Hi
I’m currently putting together a convenience function to wrap up data into a Trace object so I later can use it with obspy. While numpy.ma.MaskedArray can be used for data with gaps it is not clear in the obspy docs what value to assign to the Trace.stats.npts attribute when a masked array is used so hopefully someone can help with with this. In principle the question boils down to:
If a numpy.ma.MaskedArray is used as value on Trace.data should Trace.stats.npts be set to the size of the underlying numpy.ndarray or to the number of unmasked data in the numpy.ma.MaskedArray?

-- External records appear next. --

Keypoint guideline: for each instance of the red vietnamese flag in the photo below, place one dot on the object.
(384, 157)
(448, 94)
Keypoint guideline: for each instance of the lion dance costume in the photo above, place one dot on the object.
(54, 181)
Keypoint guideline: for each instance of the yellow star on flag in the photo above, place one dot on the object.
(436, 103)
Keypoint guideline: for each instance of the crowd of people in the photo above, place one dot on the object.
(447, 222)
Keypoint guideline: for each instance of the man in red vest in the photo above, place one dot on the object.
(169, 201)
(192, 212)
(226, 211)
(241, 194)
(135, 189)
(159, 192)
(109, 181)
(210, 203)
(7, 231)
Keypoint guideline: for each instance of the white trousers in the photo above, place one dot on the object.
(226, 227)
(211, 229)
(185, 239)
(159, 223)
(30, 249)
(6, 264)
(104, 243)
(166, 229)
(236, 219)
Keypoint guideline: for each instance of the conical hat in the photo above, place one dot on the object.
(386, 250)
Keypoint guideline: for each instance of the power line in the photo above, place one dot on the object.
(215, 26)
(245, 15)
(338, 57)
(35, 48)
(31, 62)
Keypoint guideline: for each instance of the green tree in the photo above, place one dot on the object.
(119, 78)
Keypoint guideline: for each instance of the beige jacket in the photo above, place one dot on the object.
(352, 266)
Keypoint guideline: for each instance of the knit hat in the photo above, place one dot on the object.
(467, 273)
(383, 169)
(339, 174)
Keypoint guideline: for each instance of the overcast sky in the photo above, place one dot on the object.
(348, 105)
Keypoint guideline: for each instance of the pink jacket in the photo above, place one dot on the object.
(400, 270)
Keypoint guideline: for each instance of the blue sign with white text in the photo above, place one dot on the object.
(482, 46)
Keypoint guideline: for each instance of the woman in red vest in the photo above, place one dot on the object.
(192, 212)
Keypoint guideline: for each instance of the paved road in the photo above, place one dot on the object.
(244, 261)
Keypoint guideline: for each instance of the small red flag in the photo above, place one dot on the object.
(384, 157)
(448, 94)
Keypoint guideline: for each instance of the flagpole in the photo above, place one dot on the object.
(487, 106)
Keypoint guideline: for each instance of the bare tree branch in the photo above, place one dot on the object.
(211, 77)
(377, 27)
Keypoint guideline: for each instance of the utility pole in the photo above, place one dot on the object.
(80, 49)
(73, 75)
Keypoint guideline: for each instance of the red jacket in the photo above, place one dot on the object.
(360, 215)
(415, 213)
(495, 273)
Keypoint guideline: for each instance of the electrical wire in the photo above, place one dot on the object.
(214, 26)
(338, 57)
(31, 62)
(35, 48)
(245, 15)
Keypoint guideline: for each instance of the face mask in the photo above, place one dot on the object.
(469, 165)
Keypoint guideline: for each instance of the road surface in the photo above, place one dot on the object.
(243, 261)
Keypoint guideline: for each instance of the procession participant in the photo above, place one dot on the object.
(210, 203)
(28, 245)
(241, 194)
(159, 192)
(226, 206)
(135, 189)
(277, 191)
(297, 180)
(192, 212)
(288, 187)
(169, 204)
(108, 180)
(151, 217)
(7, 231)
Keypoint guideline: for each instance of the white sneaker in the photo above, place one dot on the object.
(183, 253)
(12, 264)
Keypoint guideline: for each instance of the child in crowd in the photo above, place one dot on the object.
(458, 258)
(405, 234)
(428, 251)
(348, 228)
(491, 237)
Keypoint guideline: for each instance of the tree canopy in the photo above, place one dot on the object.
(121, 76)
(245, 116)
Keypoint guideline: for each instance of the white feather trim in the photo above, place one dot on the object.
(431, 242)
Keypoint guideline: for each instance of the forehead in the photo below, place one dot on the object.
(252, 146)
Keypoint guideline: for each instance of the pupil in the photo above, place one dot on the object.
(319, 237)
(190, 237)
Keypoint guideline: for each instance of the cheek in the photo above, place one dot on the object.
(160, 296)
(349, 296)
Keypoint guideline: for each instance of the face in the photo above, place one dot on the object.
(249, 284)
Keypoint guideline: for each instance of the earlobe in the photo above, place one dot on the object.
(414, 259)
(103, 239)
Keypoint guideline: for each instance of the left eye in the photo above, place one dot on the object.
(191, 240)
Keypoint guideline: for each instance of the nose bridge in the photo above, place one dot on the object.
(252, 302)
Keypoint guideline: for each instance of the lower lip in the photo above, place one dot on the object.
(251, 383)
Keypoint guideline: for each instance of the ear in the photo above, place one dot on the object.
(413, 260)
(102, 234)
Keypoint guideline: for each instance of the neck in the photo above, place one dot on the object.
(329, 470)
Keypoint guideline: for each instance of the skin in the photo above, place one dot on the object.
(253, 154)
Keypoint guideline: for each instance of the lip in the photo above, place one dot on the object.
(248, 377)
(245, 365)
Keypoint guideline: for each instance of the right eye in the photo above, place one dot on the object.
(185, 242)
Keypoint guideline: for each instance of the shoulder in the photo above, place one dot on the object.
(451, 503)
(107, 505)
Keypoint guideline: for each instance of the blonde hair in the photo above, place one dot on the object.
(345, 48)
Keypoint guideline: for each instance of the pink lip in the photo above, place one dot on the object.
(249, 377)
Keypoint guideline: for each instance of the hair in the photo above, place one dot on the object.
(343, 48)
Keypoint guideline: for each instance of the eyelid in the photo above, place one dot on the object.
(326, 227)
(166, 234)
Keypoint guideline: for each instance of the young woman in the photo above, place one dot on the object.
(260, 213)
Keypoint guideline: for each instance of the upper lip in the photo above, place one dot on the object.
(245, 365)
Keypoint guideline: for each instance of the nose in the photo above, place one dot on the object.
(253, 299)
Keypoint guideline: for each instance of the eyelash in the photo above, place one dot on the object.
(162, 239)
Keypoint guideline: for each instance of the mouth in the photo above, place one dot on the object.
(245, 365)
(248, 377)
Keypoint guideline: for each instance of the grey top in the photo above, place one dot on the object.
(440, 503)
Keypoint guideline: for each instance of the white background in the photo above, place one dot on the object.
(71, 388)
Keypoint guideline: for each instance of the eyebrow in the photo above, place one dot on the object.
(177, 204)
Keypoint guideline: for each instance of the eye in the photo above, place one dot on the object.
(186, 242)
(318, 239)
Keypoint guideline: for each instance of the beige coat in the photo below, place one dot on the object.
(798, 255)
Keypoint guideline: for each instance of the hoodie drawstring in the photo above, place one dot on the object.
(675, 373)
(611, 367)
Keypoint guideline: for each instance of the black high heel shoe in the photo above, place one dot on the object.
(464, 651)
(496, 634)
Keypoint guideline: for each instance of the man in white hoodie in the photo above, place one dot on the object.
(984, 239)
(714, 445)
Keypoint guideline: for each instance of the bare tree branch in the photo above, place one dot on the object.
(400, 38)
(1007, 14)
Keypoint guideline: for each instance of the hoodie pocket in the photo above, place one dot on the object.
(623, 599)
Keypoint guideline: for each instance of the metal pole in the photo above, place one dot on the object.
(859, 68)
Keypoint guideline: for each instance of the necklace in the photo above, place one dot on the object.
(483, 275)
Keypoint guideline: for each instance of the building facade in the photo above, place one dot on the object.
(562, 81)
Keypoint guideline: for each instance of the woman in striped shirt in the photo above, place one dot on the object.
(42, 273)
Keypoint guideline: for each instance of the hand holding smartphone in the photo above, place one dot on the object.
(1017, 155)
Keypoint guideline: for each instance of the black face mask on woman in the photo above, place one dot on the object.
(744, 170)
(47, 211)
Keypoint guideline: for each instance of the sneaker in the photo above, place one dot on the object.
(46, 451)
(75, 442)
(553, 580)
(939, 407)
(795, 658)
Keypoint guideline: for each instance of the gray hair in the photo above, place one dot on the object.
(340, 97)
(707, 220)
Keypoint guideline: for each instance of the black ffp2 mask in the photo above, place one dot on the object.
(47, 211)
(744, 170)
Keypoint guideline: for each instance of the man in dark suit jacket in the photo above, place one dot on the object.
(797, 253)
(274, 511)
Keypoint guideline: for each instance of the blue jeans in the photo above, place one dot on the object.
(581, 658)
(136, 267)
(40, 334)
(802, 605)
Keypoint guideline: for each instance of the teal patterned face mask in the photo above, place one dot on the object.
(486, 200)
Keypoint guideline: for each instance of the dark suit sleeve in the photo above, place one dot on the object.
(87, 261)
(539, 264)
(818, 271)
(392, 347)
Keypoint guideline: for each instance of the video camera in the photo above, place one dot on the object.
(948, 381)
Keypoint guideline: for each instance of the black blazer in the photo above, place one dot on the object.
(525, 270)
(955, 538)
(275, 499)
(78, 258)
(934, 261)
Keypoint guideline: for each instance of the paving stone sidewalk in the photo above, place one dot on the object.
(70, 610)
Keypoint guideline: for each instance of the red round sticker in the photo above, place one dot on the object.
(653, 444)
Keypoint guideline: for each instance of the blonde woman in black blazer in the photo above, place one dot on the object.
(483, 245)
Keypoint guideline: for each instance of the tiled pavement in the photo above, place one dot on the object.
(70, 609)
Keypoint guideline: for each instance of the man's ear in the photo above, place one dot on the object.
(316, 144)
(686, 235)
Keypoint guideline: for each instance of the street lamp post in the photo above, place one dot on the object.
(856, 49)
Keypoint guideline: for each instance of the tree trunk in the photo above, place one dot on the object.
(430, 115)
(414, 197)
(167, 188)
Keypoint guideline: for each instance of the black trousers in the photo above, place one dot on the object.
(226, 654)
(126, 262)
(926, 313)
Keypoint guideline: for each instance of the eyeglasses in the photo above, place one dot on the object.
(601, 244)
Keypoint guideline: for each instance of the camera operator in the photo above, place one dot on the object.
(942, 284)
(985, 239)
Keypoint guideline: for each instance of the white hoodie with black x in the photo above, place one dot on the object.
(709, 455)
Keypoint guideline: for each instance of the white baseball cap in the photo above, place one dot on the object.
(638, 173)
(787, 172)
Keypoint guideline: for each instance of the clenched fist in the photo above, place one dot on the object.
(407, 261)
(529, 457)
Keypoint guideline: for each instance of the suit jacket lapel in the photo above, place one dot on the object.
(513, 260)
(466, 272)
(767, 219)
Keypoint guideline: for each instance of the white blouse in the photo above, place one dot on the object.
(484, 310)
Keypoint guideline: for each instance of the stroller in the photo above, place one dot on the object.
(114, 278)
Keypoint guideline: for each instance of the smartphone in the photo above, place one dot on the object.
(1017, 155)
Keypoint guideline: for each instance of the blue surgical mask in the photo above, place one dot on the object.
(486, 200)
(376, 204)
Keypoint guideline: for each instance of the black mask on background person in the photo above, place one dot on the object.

I think it should be set to the size of the underlying numpy.ndarray.
Though, you don’t need to set npts
at all, it will be determined automatically by obspy.
I also were under the impression that one did not have to explicitly set npts
, however the following code:
import numpy as np
from obspy.core import trace, UTCDateTime
n = 1000
data = [i for i in range(n)]
stats = trace.Stats()
stats.network = "X"
stats.station = "Y"
stats.channel = "Z"
stats.starttime = UTCDateTime(0)
stats.sampling_rate = 10
tr = trace.Trace(data=np.array(range(n)),header=stats)
print(tr)
tr.stats.npts = n
print(tr)
when run outputs:
X.Y..Z | 1970-01-01T00:00:00.000000Z - 1970-01-01T00:00:00.000000Z | 10.0 Hz, 0 samples
X.Y..Z | 1970-01-01T00:00:00.000000Z - 1970-01-01T00:01:39.900000Z | 10.0 Hz, 1000 samples
Indicates that one has to. Further if trying to plot the created trace before setting npts
proper I get the following error:
Python 3.6.9 (default, Jan 26 2021, 15:33:00)
[GCC 8.4.0] on linux
>>> import obspy
>>> from obspy.core import trace, UTCDateTime
>>> print(obspy.__version__)
1.1.1
>>> n = 1000
>>> data = [i for i in range(n)]
>>> stats = trace.Stats()
>>> stats.network = "X"
>>> stats.station = "Y"
>>> stats.channel = "Z"
>>> stats.starttime = UTCDateTime(0)
>>> stats.sampling_rate = 10
>>> tr = trace.Trace(data=np.array(range(n)),header=stats)
>>> print(tr)
X.Y..Z | 1970-01-01T00:00:00.000000Z - 1970-01-01T00:00:00.000000Z | 10.0 Hz, 0 samples
>>> tr.plot()
Traceback (most recent call last):
File "<stdin>", line 1, in <module>
File "/usr/lib/python3/dist-packages/obspy/core/trace.py", line 893, in plot
waveform = WaveformPlotting(stream=self, **kwargs)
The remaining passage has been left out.